Yeliz Toy: Eşitlik, özgürlük, laiklik mücadelesi yükseltilmelidir
"AKP iktidarı döneminde İstanbul Sözleşmesi'nin feshedilmesi, ardından 6284 sayılı kanunun ve kadınların nafaka hakkının tartışılması önümüzdeki süreçte biz kadınları örgütlenerek lâiklik temelli sağlam bir mücadele hattı örmeyi zorunlu kılmaktadır."
Röportaj: Alperen Kandemir
14 Mayıs seçimleri geride kaldı. Son yılların en sağcı Meclis’i oluşurken, siyasal İslamcı partiler de gerek Cumhur gerekse Millet İttifakı listelerinden Meclis’e milletvekili gönderdiler. Biz de kadın mücadelesi açısından bu tabloyu Eğitim-İş Bursa Şube Başkanı Yeliz Toy ile konuştuk.
Toy, “Domuz bağlarıyla ülkeyi Ortaçağ karanlığına hapsetmek isteyen faşistlere, gericilere karşı ilerici kadınların örgütlülüğü büyütülmeli, tüm kamuoyu tehlikenin farkında olmalı ve bu gericiliğe en ufak bir alan açılmadan mücadele edilmelidir.” diyerek şunları kaydetti:
14 Mayıs seçimlerinin ardından HÜDA-PAR, Yeniden Refah Partisi gibi unsurlar mecliste temsiliyet kazandı. Bunu nasıl değerlendiriyorsunuz?
Cumhuriyetin 100. yılında, Cumhuriyet ile hesaplaşmak isteyenler yeni ortaklarla ve gizlemeden laiklik karşıtı, cağ dışı söylemlerle halka hitap etmekte ve hatta Gazi Meclis’te yerlerini almaktalar.

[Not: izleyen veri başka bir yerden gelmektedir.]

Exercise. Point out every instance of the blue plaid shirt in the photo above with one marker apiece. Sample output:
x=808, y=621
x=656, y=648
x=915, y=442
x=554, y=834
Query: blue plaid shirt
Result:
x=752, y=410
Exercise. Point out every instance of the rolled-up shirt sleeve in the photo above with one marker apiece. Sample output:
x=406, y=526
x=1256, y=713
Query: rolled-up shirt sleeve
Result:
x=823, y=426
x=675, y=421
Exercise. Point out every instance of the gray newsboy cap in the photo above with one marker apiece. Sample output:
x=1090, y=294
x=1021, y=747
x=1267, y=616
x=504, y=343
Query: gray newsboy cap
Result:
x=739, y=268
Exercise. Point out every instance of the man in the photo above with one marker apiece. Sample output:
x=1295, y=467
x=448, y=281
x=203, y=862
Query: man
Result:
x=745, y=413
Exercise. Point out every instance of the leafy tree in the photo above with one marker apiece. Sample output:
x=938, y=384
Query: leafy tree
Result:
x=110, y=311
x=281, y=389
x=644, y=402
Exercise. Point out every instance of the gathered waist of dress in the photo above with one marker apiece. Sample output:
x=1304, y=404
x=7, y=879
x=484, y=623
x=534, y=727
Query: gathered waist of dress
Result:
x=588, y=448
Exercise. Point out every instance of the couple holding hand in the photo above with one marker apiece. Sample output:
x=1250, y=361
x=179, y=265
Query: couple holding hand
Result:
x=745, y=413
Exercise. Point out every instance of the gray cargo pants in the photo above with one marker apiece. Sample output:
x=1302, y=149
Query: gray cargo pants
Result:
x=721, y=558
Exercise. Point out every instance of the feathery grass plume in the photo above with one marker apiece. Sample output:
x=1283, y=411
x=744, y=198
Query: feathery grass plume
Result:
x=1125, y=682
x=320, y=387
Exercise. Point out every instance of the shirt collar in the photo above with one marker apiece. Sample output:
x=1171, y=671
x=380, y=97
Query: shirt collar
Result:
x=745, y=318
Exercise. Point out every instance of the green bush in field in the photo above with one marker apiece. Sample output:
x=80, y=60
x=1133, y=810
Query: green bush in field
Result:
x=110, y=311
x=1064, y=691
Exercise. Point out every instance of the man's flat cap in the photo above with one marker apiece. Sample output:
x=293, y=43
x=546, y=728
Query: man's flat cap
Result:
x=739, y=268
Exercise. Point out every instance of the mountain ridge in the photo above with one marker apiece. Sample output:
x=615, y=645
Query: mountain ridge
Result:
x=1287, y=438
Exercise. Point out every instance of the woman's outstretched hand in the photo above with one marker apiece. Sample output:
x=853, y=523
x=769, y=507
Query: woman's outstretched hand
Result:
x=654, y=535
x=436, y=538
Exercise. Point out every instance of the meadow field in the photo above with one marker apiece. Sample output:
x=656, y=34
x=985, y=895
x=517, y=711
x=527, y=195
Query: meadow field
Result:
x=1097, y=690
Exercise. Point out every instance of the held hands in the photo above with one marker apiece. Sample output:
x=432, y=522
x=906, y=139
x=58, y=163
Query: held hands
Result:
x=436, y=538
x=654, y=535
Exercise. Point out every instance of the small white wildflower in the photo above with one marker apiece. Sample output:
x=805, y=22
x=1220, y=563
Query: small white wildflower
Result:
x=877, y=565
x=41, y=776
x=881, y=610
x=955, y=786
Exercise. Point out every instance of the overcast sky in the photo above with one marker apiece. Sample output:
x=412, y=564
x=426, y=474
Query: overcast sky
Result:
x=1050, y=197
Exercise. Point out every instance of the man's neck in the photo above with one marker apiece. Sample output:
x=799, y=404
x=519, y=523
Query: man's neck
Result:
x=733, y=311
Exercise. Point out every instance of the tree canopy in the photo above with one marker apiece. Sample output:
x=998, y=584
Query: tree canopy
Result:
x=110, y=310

Anayasayı değiştirme arzusu, dini referans alan politikaları, karma eğitim karşıtı açıklamalarıyla Hüda-Par ve “Okullarda müfredat değiştirilecek, eğitim sistemi ahiret öncelikli nesiller yetiştirecek” diyen Yeniden Refah Partisi, Cumhuriyet Eğitimi’ni hedef alan açıklamalarıyla AKP’nin gerici piyasacı dizaynını biraz daha geri forma taşıma yolunda ilerlemekteler.
Cumhuriyet’in çağdaş, bilimsel, modern toplum yapısına aykırı; itaatçi, ümmetçi toplum yaratma arzusundaki iktidarın, önündeki en büyük engel bugüne dek laiklikti, bugün hala böyle…
Bugüne dek bu gericiliği yalnız bırakmayan, her adımda ona eşlik eden “sermaye ve faşizm” e eklemlenen laik, bilimsel, karma eğitim karşıtı, medrese eğitimine öykünen, Anayasa ile güvence altına alınmış Devrim Kanunları’na açıkça muhalefet eden yapı ile gericilik-piyasacılık-niteliksizlik bugün her zamankinden daha güçlüdür.
Hatta Aydınlanma Devrimleri’nin gerçekleştirilmesinde öncü rol üstlenen Türkiye Büyük Millet Meclisi’ndedir.
AKP iktidarında kadınların kazanılmış hakları en fazla tartışma konusu olan başlıklar arasında yer aldı. Yeni Meclis bileşimine bakıldığında kadınları ne bekliyor?
Yeni Meclis bileşimine baktığımızda; kadınların bugüne dek kazanılmış tüm hakları tehlikededir. Anayasa ile güvence altına alınmış haklarımız dahi, Akp tarafından Hüda-Par ve Yeniden Refah eliyle hayata geçirilmek istenecektir. AKP iktidarı döneminde İstanbul Sözleşmesi’nin feshedilmesi, ardından 6284 sayılı kanunun ve kadınların nafaka hakkının tartışılması önümüzdeki süreçte biz kadınları örgütlenerek lâiklik temelli sağlam bir mücadele hattı örmeyi zorunlu kılmaktadır.
Domuz bağlarıyla ülkeyi Ortaçağ karanlığına hapsetmek isteyen faşistlere, gericilere karşı ilerici kadınların örgütlülüğü büyütülmeli, tüm kamuoyu tehlikenin farkında olmalı ve bu gericiliğe en ufak bir alan açılmadan mücadele edilmelidir.
Faşizme, gericiliğe ve onların beslediği tarikat ve cemaatlere karşı eşitlik, özgürlük, laiklik mücadelesi yükseltilmelidir.